EAS-Auskunft des BMF vom 04.05.1998, E 12/4-IV/4/98 gültig ab 04.05.1998

Geschäftsführung der inländischen Niederlassung eines französischen Unternehmens durch einen Mitarbeiter der deutschen Niederlassung

EAS 1258; D Deutschland; 1500 Unselbständige Arbeit

Die mit Deutschland am 21. März 1997 getroffene Verständigungsvereinbarung, derzufolge für Zwecke der Abkommensanwendung (nicht aber notwendigerweise für Zwecke der Anwendung des österreichischen innerstaatlichen Rechts) der eingetragene Geschäftsführer einer Kapitalgesellschaft immer als Dienstnehmer dieser Kapitalgesellschaft gilt, hat für die Geschäftsführer von Zweigniederlassungen schon deshalb keine Bedeutung, weil einer Zweigniederlassung weder nach österreichischem oder deutschem inländischen Recht noch auch nach Abkommensrecht die Arbeitgebereigenschaft zugemessen werden kann.

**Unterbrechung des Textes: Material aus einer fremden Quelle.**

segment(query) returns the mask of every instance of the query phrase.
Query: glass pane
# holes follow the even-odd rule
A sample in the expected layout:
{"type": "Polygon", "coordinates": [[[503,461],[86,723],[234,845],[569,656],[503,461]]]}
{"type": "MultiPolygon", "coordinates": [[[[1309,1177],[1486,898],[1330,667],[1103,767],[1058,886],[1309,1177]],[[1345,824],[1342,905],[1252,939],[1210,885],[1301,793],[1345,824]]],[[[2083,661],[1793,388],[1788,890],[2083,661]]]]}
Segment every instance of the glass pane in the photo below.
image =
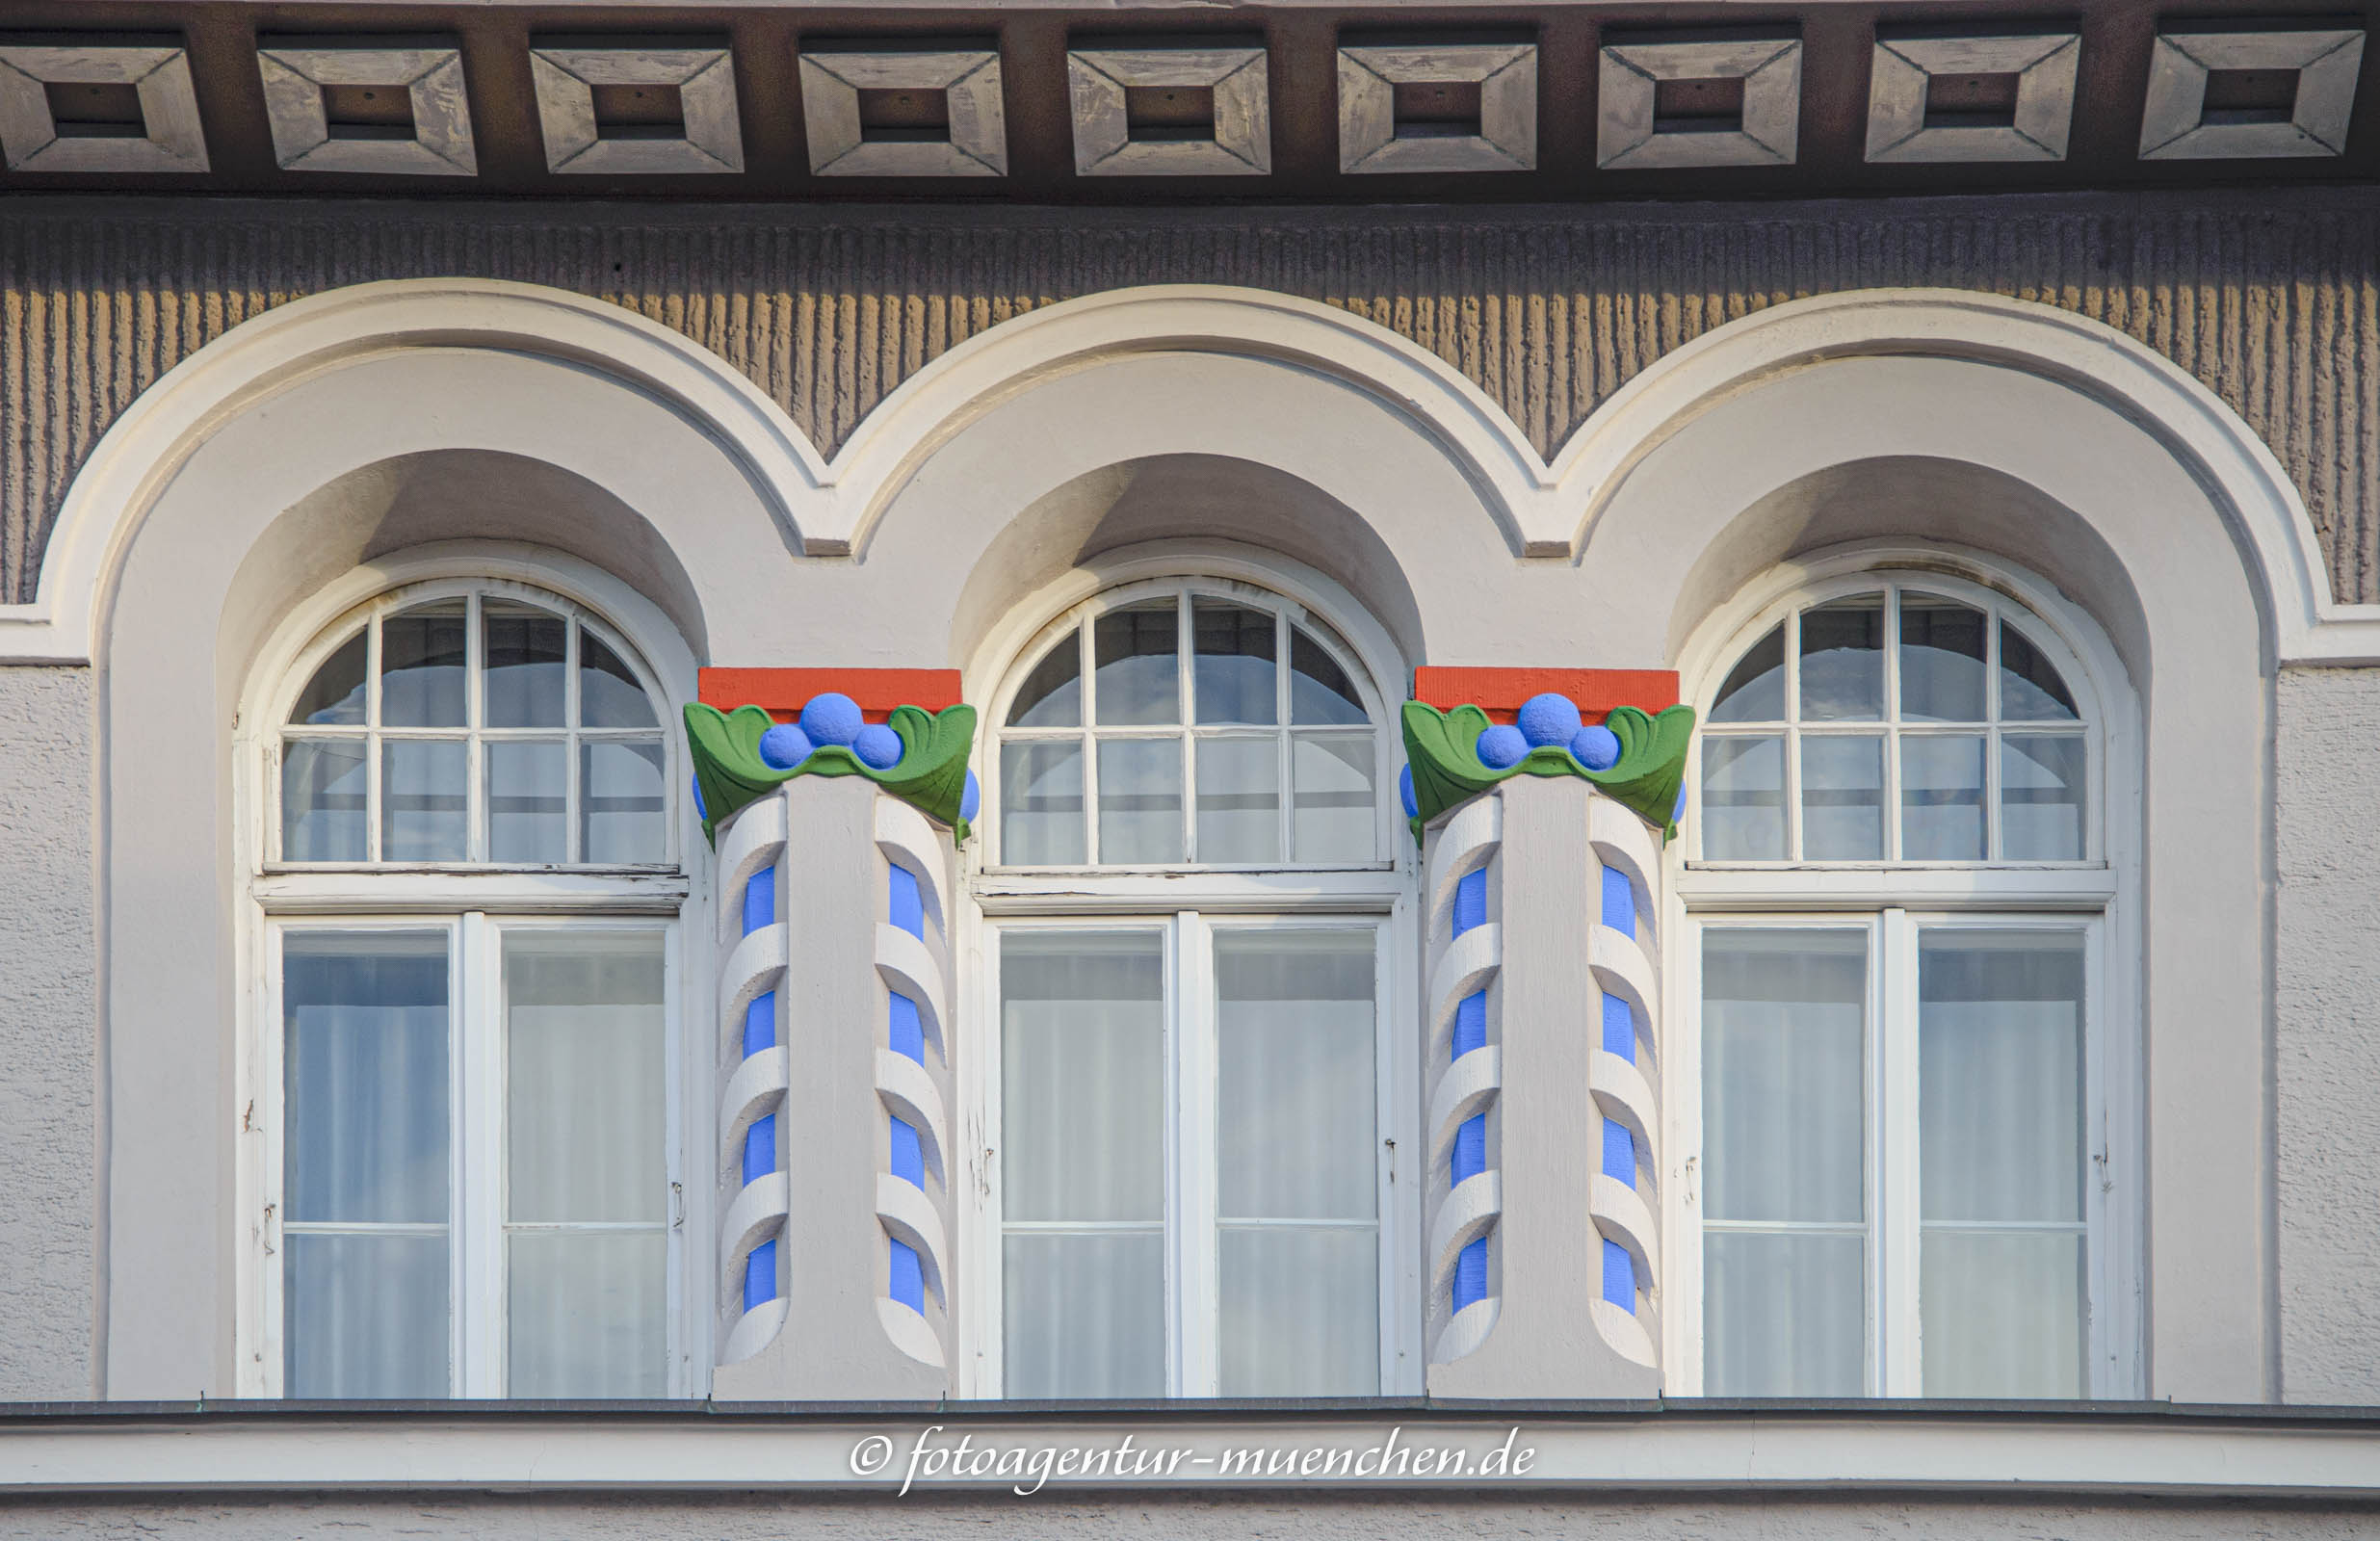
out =
{"type": "Polygon", "coordinates": [[[506,1241],[506,1396],[667,1395],[665,1233],[531,1231],[506,1241]]]}
{"type": "Polygon", "coordinates": [[[653,728],[652,697],[627,661],[586,627],[579,628],[579,721],[590,728],[653,728]]]}
{"type": "Polygon", "coordinates": [[[1008,1220],[1164,1218],[1164,973],[1155,931],[1002,933],[1008,1220]]]}
{"type": "Polygon", "coordinates": [[[281,746],[281,860],[364,859],[366,752],[360,738],[281,746]]]}
{"type": "Polygon", "coordinates": [[[1857,1235],[1705,1231],[1704,1394],[1861,1395],[1867,1261],[1857,1235]]]}
{"type": "MultiPolygon", "coordinates": [[[[1273,615],[1219,600],[1190,603],[1190,688],[1201,722],[1278,722],[1273,615]]],[[[1102,717],[1102,721],[1111,720],[1102,717]]]]}
{"type": "Polygon", "coordinates": [[[1711,703],[1713,722],[1785,720],[1785,628],[1772,628],[1728,672],[1711,703]]]}
{"type": "Polygon", "coordinates": [[[487,766],[487,859],[559,862],[570,859],[570,746],[551,743],[492,743],[487,766]]]}
{"type": "Polygon", "coordinates": [[[1935,594],[1900,596],[1900,715],[1983,720],[1983,612],[1935,594]]]}
{"type": "Polygon", "coordinates": [[[1099,859],[1181,861],[1182,741],[1103,739],[1099,744],[1099,859]]]}
{"type": "Polygon", "coordinates": [[[446,1238],[284,1233],[289,1397],[451,1396],[446,1238]]]}
{"type": "Polygon", "coordinates": [[[1372,735],[1299,733],[1290,740],[1290,806],[1299,861],[1370,861],[1373,834],[1372,735]]]}
{"type": "Polygon", "coordinates": [[[1079,634],[1068,632],[1041,655],[1008,707],[1012,728],[1083,725],[1083,657],[1079,634]]]}
{"type": "Polygon", "coordinates": [[[2082,933],[1918,933],[1928,1220],[2082,1217],[2082,933]]]}
{"type": "Polygon", "coordinates": [[[1368,930],[1215,933],[1224,1220],[1378,1213],[1373,945],[1368,930]]]}
{"type": "Polygon", "coordinates": [[[1785,741],[1702,741],[1702,853],[1709,861],[1785,859],[1785,741]]]}
{"type": "Polygon", "coordinates": [[[1017,867],[1088,859],[1083,829],[1083,745],[1000,746],[1000,859],[1017,867]]]}
{"type": "Polygon", "coordinates": [[[1289,631],[1289,719],[1299,724],[1369,722],[1355,682],[1302,626],[1289,631]]]}
{"type": "Polygon", "coordinates": [[[668,755],[659,744],[579,745],[579,859],[664,860],[668,755]]]}
{"type": "Polygon", "coordinates": [[[1884,856],[1884,741],[1801,741],[1801,853],[1810,861],[1884,856]]]}
{"type": "Polygon", "coordinates": [[[2000,741],[2001,860],[2081,859],[2082,766],[2082,740],[2073,734],[2011,733],[2000,741]]]}
{"type": "MultiPolygon", "coordinates": [[[[366,631],[370,628],[366,628],[366,631]]],[[[298,723],[351,722],[364,719],[365,633],[357,632],[306,681],[289,719],[298,723]]]]}
{"type": "Polygon", "coordinates": [[[459,739],[381,742],[382,861],[461,861],[470,854],[469,764],[459,739]]]}
{"type": "Polygon", "coordinates": [[[1911,734],[1900,741],[1903,861],[1983,859],[1983,739],[1911,734]]]}
{"type": "MultiPolygon", "coordinates": [[[[1104,774],[1107,762],[1100,762],[1104,774]]],[[[1100,787],[1107,801],[1107,787],[1100,787]]],[[[1198,859],[1281,859],[1281,741],[1198,741],[1198,859]]]]}
{"type": "Polygon", "coordinates": [[[1182,720],[1174,602],[1149,600],[1091,622],[1098,676],[1092,710],[1104,727],[1182,720]]]}
{"type": "Polygon", "coordinates": [[[1801,719],[1884,715],[1884,596],[1861,594],[1801,613],[1801,719]]]}
{"type": "Polygon", "coordinates": [[[1918,1290],[1926,1396],[2083,1395],[2079,1233],[1929,1226],[1918,1290]]]}
{"type": "Polygon", "coordinates": [[[463,725],[464,605],[422,605],[380,622],[380,721],[398,728],[463,725]]]}
{"type": "Polygon", "coordinates": [[[1380,1241],[1369,1227],[1223,1227],[1225,1397],[1380,1395],[1380,1241]]]}
{"type": "Polygon", "coordinates": [[[484,600],[486,723],[491,728],[562,725],[562,666],[570,623],[530,605],[484,600]]]}
{"type": "Polygon", "coordinates": [[[507,1220],[667,1216],[662,938],[504,937],[507,1220]]]}
{"type": "Polygon", "coordinates": [[[283,1214],[443,1223],[444,931],[287,933],[283,1214]]]}
{"type": "Polygon", "coordinates": [[[2081,716],[2056,666],[2006,621],[2000,623],[2000,715],[2010,722],[2071,722],[2081,716]]]}
{"type": "Polygon", "coordinates": [[[1709,1218],[1865,1218],[1867,1002],[1865,931],[1703,933],[1709,1218]]]}
{"type": "Polygon", "coordinates": [[[1012,1397],[1165,1395],[1165,1237],[1010,1232],[1004,1390],[1012,1397]]]}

Übernimmt daher der in Deutschland ansässige Dienstnehmer einer französischen Kapitalgesellschaft neben seinen Aufgaben in der deutschen Zweigniederlassung künftig auch die Aufgabe der Geschäftsführung in der österreichischen Zweigniederlassung, dann bleibt die französische Kapitalgesellschaft sein Arbeitgeber.

Die von der französischen Kapitalgesellschaft im Wege ihrer deutschen Zweigniederlassung ausgezahlten Bezüge unterliegen insoweit der österreichischen Besteuerung, als sie auf berufliche Aufenthalte des Dienstnehmers auf österreichischem Staatsgebiet entfallen. Die "183-Tage-Klausel" des Art. 9 Abs. 2 DBA-Deutschland kommt nicht zur Anwendung, da diese eine (betriebstättenlose) Entsendung durch einen deutschen Arbeitgeber vorausgesetzt hätte. Daher lösen auch Aufenthalte in Österreich von weniger als 183 Tagen österreichische Steuerpflicht aus.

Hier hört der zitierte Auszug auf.